François Marie LUZEL, Veillées bretonnes, Moeurs, chants, contes et récits populaires des bretons armoricains, Morlaix, 1879.
"Tout ce que contiennent les cinq veillées dont se compose ce volume, - contes et chants populaires, histoires de revenants et autres récits, - je l´ai entendu conter ou chanter, au foyer des veillées du manoir paternel de Keranborn, en Plouaret, et du manoir de Coat-Tugdual, près de Goarec, en Cornouaille, où fui passé tout un hiver.
Je me suis efforcé de reproduire fidèlement les chants, les récits et les conversations du soir de nos laboureurs et artisans trécorois et cornouaillais, et si j´y interviens parfois, sous le nom de Francès, je reste, autant que possible, dans le cadre et le ton de la situation".
[...]
DEUXIÈME VEILLÉE
"Pipi Ar Morvan et les Lutins de Rune-Riou"
"Je demeurais alors à Rune-Riou, une maison où j´aurais voulu vous voir pendant huit jours seulement, Ann Drane, pour éprouver un peu votre courage et votre incrédulité.
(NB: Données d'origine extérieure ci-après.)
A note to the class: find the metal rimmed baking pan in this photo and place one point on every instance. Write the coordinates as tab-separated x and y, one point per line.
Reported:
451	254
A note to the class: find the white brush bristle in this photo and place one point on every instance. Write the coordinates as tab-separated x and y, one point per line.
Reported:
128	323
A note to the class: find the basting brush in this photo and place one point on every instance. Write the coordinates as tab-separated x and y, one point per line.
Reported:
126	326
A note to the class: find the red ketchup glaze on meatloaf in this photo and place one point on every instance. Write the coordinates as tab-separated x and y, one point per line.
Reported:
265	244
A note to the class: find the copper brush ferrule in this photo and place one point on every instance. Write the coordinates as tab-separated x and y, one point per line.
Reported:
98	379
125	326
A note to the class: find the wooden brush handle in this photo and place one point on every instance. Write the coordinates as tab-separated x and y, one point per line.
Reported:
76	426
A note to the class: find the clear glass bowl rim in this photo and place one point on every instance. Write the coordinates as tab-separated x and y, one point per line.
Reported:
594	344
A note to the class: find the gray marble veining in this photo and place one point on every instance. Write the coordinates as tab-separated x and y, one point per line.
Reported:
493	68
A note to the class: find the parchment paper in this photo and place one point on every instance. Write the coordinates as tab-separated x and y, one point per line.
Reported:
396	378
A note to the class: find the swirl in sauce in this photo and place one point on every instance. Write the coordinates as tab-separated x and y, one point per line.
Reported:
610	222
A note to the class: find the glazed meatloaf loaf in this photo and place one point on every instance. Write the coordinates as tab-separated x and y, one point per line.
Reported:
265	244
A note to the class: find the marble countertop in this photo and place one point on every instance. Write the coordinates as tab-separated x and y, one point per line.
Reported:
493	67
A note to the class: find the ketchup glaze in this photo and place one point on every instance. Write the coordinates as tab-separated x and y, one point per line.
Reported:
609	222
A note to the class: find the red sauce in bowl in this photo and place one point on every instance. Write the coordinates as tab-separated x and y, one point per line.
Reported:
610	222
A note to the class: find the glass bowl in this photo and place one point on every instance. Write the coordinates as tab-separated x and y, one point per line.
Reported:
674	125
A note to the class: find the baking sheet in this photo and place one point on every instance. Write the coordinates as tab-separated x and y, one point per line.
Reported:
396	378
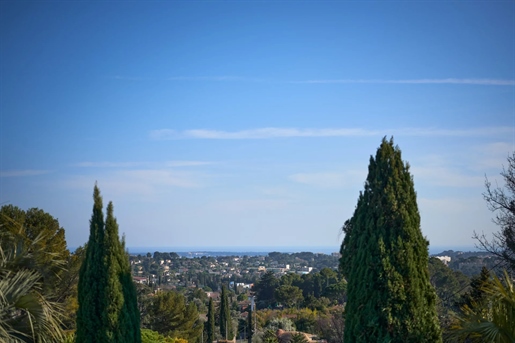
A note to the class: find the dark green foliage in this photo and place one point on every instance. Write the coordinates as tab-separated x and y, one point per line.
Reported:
106	294
225	316
210	322
250	325
476	294
265	290
501	201
298	338
170	315
289	296
385	259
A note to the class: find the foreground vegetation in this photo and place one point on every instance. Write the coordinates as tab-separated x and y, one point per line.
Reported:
386	288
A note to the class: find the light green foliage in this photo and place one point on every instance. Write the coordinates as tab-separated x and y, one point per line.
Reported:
298	338
385	259
282	323
26	313
492	318
170	315
106	294
42	232
149	336
270	337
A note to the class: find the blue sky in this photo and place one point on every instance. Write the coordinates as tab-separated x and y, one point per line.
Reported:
252	123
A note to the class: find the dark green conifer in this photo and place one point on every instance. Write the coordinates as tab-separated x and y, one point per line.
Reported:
385	259
210	322
92	279
107	296
250	326
225	316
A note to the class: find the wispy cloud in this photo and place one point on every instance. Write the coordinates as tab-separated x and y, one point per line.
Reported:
140	182
482	82
233	78
20	173
273	132
223	78
446	177
121	165
330	179
106	164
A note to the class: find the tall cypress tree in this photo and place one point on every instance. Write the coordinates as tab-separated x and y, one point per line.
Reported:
385	259
92	280
250	325
107	296
225	316
210	322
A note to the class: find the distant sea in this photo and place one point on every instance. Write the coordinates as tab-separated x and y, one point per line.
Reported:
264	250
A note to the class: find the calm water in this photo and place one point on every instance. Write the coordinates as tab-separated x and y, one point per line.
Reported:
220	251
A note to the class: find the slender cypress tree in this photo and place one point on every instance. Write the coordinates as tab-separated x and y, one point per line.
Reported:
225	316
92	280
122	314
107	296
211	322
385	259
250	326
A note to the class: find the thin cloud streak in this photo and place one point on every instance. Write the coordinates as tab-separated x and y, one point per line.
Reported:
231	78
481	82
273	132
20	173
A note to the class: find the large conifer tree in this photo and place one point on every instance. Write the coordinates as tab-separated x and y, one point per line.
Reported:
385	259
225	316
107	296
211	322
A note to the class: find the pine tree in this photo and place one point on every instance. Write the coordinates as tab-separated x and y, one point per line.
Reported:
225	316
92	279
385	259
107	296
250	326
211	322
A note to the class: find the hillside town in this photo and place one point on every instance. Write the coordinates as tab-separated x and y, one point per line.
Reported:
171	271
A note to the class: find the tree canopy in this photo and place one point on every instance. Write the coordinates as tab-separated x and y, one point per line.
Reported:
385	259
108	309
501	201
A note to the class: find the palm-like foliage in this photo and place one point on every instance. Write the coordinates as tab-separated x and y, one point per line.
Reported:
298	338
26	314
492	320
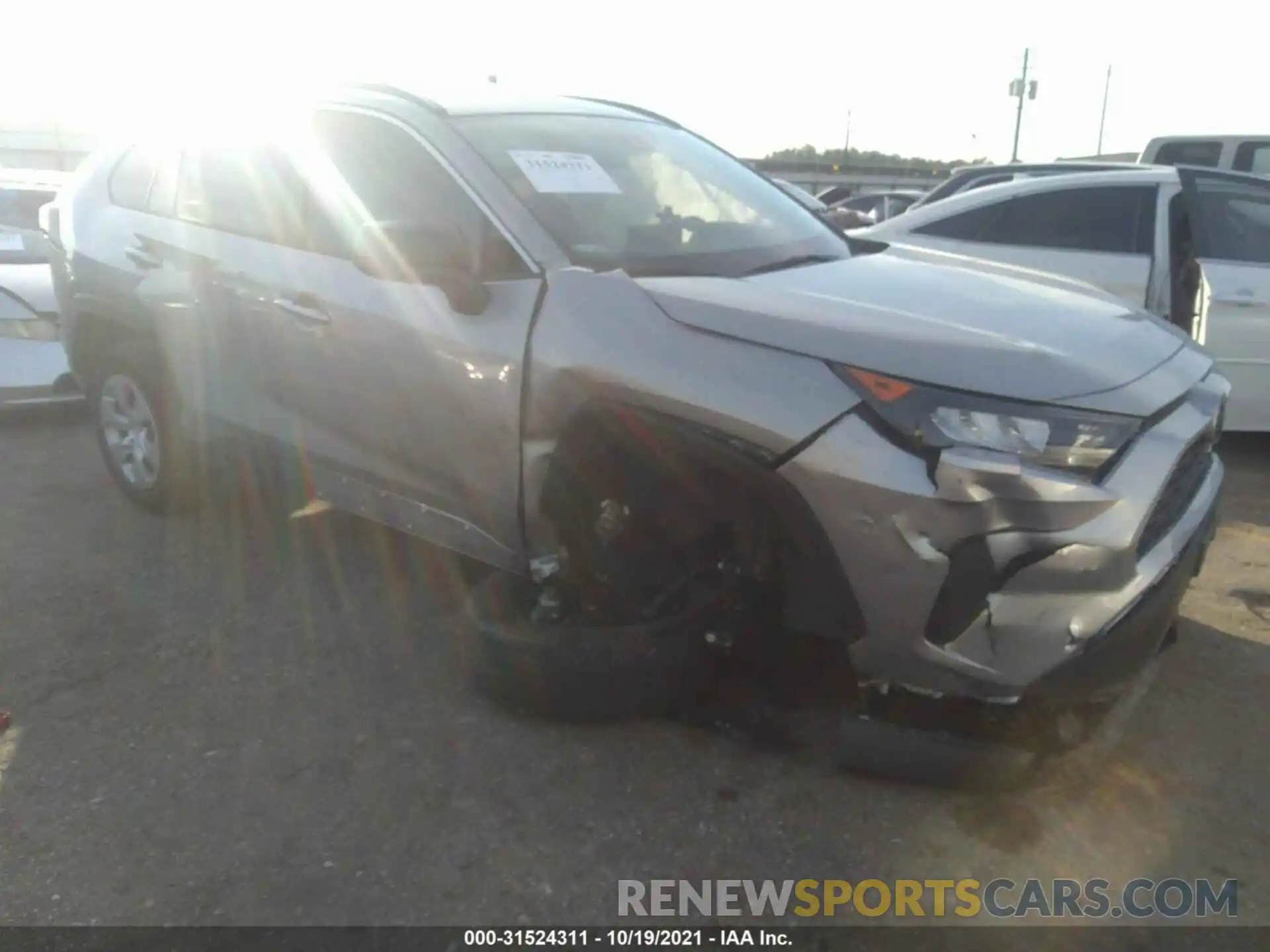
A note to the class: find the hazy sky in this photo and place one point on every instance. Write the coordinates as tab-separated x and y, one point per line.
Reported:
919	78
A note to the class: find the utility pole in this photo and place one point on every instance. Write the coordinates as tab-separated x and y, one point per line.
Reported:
1103	122
1019	88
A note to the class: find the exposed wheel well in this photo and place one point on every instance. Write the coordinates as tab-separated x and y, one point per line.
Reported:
95	335
693	480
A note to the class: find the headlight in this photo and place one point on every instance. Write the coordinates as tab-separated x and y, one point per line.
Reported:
1048	436
33	329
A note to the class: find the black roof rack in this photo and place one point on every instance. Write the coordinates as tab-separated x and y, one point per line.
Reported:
628	107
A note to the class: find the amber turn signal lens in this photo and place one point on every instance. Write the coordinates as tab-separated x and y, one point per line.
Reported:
884	389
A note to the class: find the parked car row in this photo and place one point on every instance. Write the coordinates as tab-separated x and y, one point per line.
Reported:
673	408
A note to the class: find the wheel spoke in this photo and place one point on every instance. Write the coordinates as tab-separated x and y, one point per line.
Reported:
111	412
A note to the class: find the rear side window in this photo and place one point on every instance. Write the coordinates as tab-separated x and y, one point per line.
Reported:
1206	154
128	184
252	192
390	175
1111	219
1253	157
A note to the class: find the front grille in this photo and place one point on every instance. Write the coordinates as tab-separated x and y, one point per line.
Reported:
1184	483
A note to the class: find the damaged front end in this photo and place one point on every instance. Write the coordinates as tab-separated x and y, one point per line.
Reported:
995	589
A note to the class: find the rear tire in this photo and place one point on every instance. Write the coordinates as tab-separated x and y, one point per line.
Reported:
150	454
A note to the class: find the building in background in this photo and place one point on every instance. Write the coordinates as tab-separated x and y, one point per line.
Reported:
50	146
1104	158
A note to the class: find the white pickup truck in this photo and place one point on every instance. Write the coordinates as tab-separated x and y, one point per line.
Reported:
1234	153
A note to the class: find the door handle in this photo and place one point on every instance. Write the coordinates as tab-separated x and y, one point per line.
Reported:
304	309
142	258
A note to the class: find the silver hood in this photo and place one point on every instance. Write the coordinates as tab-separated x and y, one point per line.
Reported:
954	323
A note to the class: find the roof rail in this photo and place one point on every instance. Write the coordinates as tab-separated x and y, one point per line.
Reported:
628	107
389	89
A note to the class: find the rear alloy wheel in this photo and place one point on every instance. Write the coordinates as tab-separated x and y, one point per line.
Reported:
130	430
145	444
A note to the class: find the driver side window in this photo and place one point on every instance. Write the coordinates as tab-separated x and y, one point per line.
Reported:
382	173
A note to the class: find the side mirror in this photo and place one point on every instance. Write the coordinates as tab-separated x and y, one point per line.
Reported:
417	254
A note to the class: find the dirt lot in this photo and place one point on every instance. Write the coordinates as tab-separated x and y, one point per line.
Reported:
229	719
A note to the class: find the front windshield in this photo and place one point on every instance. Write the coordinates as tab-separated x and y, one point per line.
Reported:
21	239
647	197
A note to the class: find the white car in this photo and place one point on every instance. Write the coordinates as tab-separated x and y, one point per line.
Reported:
1236	153
33	367
1191	245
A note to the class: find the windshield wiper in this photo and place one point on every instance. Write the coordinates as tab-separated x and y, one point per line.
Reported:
793	262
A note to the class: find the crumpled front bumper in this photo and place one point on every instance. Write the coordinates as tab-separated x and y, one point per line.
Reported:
984	578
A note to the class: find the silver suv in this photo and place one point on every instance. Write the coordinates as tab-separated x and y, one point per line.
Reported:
582	344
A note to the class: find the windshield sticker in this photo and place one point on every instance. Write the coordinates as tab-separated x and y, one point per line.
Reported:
564	173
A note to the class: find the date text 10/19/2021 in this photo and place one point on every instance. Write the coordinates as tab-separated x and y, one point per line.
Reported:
622	938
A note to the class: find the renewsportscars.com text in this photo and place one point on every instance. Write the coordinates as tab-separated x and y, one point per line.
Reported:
1001	898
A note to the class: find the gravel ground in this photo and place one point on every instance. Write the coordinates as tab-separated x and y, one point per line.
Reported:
233	717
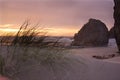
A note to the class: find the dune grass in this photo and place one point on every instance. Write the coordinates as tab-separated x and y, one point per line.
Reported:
25	48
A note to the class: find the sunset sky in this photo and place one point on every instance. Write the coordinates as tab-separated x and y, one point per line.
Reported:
60	17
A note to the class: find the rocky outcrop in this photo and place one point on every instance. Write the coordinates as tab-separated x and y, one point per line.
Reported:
117	22
112	32
93	33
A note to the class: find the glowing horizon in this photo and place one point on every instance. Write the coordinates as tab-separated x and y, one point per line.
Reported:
62	17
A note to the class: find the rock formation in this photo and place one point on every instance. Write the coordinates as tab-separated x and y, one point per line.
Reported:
94	33
117	22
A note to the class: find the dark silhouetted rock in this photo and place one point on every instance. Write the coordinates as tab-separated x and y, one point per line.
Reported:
94	33
117	22
112	33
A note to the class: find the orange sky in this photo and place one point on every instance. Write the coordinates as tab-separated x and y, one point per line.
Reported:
60	17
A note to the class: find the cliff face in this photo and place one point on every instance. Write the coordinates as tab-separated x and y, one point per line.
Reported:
117	22
93	33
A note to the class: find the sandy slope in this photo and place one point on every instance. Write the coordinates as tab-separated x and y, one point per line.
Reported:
79	65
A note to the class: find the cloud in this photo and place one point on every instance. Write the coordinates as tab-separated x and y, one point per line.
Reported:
57	12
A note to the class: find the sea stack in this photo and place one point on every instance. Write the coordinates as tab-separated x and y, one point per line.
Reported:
93	33
117	22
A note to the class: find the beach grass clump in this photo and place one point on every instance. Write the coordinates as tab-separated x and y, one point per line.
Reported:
27	46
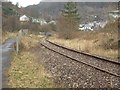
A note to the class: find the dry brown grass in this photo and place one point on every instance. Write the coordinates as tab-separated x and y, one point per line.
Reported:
7	35
26	72
30	41
102	43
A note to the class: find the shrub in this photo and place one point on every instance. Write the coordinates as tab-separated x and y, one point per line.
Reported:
67	28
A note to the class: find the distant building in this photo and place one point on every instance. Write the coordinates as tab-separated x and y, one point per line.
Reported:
52	22
24	18
115	14
39	21
92	26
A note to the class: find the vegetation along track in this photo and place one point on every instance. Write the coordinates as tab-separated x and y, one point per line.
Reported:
105	65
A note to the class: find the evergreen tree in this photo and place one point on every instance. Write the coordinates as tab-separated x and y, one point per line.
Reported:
71	11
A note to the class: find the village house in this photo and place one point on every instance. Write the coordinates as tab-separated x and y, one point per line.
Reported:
24	18
115	14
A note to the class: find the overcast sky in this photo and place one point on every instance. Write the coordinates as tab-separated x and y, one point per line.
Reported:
25	3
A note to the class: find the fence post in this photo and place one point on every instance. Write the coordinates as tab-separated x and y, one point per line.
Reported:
18	39
17	44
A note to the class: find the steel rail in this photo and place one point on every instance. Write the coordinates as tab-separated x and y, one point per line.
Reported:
113	74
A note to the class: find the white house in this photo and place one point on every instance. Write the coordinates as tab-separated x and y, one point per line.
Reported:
24	18
52	22
115	14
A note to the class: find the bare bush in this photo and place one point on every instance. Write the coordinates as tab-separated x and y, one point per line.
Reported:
10	23
67	28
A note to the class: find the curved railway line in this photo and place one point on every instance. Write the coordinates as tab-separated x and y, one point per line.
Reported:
105	65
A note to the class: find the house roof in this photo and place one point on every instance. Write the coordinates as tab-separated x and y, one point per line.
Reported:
24	18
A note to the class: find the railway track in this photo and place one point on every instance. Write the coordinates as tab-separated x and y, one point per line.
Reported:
104	65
Une nuit, je revenais de Kerarborn, où je m´étais attardé à jouer aux cartes. Après avoir passé le moulin du Pont-Meur, j´entrai dans le petit taillis qui, comme tu le sais, Ewenn, et toi aussi, Francès, est à l´extrémité levant de la prairie dont l´extrémité opposée touche aux bâtiments de Rune-Riou. Un sentier étroit traversait ce petit taillis, et j´y avais à peine fait quelques pas, qu´une voix nette et intelligible cria assez près de moi :
- Pipi !
- comme chacun de vous pourrait le dire là, auprès du feu. Je me retournai du côté d´où venait la voix, et je dis sur le même ton, et avec assurance :
- Quoi ! Qui m´appelle ? Mais, pas de réponse, et j´eus beau regarder de tous côtés, je ne vis personne. Je ne m´en inquiétai pas davantage, et je continuai ma route. Mais, bientôt la même voix dit encore, et plus près de moi :
- Pipi !
- Eh ! quoi donc, mille diables ! Que me veux-tu ? Pas de réponse encore.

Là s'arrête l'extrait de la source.